Negara-negara maju, kata dia, mampu melakukan vaksinasi secara cepat dan memberikan stimulus, baik stimulus fiskal maupun moneter, secara besar-besaran. Di sisi lain, kemampuan negara untuk melakukan vaksinasi dengan cepat dan memberikan stimulus sangat terbatas.
“Melakukan stimulus fiskal dan moneter juga terbatas, belum lagi banyak negara berkembang, terutama di Afrika, terbebani utang, itulah ketidakseimbangan dalam ekonomi global,” kata Perry.
Dalam konteks Indonesia, Perry juga mengungkapkan, bank sentral sangat bersyukur ekonomi Indonesia akan lebih baik dengan pertumbuhan ekonomi sebesar 4,7-5,5 persen pada 2022. “Pertumbuhan sebesar itu juga karena dukungan peningkatan ekspor dan konsumsi rumah tangga. Animo positif juga datang dari investasi serta stimulus dari pemerintah dan Bank Indonesia,” ujarnya.
Perhelatan bagi publik tersebut merupakan salah satu side events seri Maret dari rangkaian G20. Secara serentak secara hibrida di Semarang, Makassar, dan Medan. Pada satu kesempatan di acara “Indonesia Conference 2022: Fitch on Indonesia-Exit Strategy after the Pandemic”, Rabu 16 Maret 2022 Menteri Keuangan Sri Mulyani Indrawati menyakini, pemulihan perkonomian Indonesia awal 2022 akan terus berlanjut.
“Penyebaran Omicron tidak berpengaruh pada momentum pemulihan ekonomi di awal 2022,” ujarnya.
Menkeu Sri Mulyani tetap optimistis bahwa pertumbuhan ekonomi pada 2022 tetap berada on the track, di kisaran 4,8 persen-5,5 persen yoy. Senada dengan hal tersebut, dari kota yang berbeda, Deputi Gubernur BI yakni Dody B Waluyo, Doni P Joewono, dan Juda Agung menyampaikan empat solusi yang dapat meredam luka memar (scarring effect).

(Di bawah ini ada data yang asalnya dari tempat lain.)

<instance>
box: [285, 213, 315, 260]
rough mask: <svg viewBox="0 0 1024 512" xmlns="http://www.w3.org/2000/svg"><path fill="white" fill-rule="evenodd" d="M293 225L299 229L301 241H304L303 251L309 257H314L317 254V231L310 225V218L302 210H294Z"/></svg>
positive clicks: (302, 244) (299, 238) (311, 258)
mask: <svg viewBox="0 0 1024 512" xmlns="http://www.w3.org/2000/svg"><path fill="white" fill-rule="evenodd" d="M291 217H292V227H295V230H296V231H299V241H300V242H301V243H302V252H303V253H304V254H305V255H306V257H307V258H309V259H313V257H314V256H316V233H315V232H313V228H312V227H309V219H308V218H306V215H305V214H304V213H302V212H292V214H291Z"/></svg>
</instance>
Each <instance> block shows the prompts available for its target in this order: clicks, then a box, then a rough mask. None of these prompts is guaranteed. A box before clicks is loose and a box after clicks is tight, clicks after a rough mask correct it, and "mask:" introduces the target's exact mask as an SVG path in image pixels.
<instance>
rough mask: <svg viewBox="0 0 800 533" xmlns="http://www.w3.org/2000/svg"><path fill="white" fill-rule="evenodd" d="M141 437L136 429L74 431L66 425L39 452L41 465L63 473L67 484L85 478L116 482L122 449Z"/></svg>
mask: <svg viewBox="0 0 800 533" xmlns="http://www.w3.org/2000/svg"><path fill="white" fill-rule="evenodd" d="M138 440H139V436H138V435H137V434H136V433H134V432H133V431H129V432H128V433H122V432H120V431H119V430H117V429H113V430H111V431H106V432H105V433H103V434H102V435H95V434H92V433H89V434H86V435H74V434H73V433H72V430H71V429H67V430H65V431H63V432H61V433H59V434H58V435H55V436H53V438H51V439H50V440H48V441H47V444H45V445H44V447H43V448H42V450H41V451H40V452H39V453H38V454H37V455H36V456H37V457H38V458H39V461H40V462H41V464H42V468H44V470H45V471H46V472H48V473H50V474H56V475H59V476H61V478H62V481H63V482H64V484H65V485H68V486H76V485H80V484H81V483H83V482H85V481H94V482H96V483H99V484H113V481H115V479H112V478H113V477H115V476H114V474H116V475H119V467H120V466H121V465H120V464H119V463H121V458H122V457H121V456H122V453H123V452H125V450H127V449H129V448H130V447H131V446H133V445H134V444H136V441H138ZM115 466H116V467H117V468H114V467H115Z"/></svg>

Pertama, mengatasi masalah realokasi tenaga kerja. Kedua, realokasi modal, dan ketiga, meningkatkan produktivitas dan pertumbuhan serta kesiapsiagaan dan pencegahan pandemi. Lalu keempat, memanfaatkan teknologi untuk memperluas literasi digital dan mengatasi hambatan investasi. Selain itu, turut mengemuka dalam diskusi itu berupa agenda sistem pembayaran.
G20 telah mendorong koneksi sistem pembayaran antarnegara yang lebih efisien. Serta menyoroti perkembangan berbagai aset dan uang digital. Baik dari sisi potensi manfaat maupun risikonya.